I do not know if the recent Hollywood scandal of nude images of starlets being released on social media is very widespread or even if the stories are entirely legitimate and true, given that they may be used to attack net neutrality. However, being kind of very old-fashioned myself, I did wonder if women in the 1930s would have posed denude for so many cameras in their own day. A few probably did, but most probably did not, just because doing so in that period would have come across as very cheap and depraved. And yet, today it is de rigueur.

The sheer beauty and mystery and glamour of those long forgotten days were largely products of a very sophisticated and well staffed, well trained army of stylists, hair dressers, designers, lighting wizards, etc., who were gifted artists, in all fields. And they all worked to create this incredible glorious Golden Age of cinema and of the 1930s and '40s super stars that enchant us even to today. Were women then different than they are now? Personally, I believe they were very different, and that you simply cannot recapture a kind of mentality and culture that flourished generally in America in the 1930s and '40s. I wish too I had been of era and not of this one.

posted on Sep, 25 2014 @ 03:17 AM
a reply to: FlySolo

Beauty indeed. I think though back then, leading ladies were filmed with Vaseline rubbed on the lens to blur blemishes or imperfections. Her hairstyle is softer.

Of course there's also the fact they aren't eating chemicals, like the food of today. No plastic surgery, no Botox, which is dreadfully obvious and not attractive.

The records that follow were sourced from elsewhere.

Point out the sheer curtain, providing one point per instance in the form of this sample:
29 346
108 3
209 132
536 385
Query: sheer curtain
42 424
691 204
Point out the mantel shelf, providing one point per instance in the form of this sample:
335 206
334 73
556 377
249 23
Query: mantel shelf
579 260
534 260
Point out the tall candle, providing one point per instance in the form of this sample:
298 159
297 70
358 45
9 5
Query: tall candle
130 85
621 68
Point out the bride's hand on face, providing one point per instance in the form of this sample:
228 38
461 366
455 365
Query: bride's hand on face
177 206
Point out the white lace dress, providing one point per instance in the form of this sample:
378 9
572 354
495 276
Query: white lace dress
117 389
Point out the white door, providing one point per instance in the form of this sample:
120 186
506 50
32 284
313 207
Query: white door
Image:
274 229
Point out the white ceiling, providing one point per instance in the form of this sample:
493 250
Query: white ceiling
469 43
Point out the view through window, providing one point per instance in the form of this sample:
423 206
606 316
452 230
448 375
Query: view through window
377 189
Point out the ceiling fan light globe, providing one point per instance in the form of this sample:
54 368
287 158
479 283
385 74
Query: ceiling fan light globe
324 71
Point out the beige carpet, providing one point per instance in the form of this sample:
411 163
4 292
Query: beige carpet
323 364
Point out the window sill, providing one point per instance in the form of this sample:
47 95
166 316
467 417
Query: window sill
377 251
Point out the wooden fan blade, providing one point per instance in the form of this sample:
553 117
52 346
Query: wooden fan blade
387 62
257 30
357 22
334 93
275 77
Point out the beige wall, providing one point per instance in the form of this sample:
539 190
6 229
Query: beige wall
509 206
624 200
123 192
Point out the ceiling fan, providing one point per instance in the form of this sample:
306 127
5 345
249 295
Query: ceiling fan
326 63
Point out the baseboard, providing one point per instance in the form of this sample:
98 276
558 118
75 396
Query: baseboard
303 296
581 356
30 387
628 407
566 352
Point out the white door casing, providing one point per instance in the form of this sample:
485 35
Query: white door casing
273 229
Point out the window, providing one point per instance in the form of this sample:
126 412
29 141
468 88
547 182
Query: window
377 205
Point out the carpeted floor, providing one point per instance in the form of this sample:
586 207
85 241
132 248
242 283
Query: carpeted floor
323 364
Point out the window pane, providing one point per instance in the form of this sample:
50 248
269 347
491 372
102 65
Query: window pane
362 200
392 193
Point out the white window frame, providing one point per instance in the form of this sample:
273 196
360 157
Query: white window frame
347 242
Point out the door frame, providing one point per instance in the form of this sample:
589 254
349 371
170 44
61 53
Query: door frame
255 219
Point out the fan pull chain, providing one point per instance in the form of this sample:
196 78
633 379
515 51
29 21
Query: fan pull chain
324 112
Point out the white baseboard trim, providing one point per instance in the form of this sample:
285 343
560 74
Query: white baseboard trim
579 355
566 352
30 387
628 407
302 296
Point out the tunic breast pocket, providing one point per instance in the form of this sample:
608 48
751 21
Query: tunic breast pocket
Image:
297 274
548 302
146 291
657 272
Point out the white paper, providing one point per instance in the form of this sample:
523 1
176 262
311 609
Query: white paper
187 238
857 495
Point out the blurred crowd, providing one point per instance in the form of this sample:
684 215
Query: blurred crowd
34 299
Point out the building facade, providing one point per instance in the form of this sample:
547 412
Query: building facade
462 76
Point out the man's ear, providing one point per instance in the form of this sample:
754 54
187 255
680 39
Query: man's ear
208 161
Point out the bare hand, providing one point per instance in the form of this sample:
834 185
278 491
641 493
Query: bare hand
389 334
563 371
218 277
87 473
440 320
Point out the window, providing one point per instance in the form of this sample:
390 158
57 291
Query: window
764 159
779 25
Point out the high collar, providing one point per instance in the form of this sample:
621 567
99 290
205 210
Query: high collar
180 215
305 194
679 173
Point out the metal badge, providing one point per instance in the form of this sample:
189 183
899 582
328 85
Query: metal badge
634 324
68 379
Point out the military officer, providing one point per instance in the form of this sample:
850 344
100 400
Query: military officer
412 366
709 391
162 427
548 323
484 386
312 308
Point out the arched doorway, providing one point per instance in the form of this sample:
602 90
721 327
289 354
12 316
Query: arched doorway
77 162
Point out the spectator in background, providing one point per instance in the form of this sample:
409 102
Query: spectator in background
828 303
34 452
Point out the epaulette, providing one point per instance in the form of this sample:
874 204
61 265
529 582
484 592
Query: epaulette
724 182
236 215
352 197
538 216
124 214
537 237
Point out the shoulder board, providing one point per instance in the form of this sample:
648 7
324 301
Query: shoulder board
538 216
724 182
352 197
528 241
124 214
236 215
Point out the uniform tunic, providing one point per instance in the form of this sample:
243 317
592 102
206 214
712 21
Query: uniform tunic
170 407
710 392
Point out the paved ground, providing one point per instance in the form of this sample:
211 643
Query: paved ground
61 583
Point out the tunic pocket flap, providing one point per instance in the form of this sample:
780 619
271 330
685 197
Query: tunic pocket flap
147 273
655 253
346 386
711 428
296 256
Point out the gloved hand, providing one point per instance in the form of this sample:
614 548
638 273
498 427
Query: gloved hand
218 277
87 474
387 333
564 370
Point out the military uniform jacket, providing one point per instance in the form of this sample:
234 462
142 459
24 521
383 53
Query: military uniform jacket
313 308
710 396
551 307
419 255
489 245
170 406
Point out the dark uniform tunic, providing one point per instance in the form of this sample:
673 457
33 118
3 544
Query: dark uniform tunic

posted on Sep, 25 2014 @ 05:25 AM
I was responding to the OP, which wrote:

Something about that period where the women seemed more sophisticated and mature than today.
something...I can't put my finger on.

I was answering that my opinion is that class and sophistication is often interpretations of emotional repression.
That is not off the subject of what is attractive in the styles of that period, in women.
That was my answer to what the "something" is that he/she could not put a finger on, and brought it to the table for us to consider.

-I'd like to point out that my first post in this thread responded on the more superficial aspects of the question- make-up, hairstyling and photography. But the objections were made by the OP that there was something deeper to this impression to be considered.... so I went there.

My last peep before this is taken out. Go ahead. I was warned and accept the consequences. I think if the OP leads the interpretation of their post in a certain direction, it is not off topic.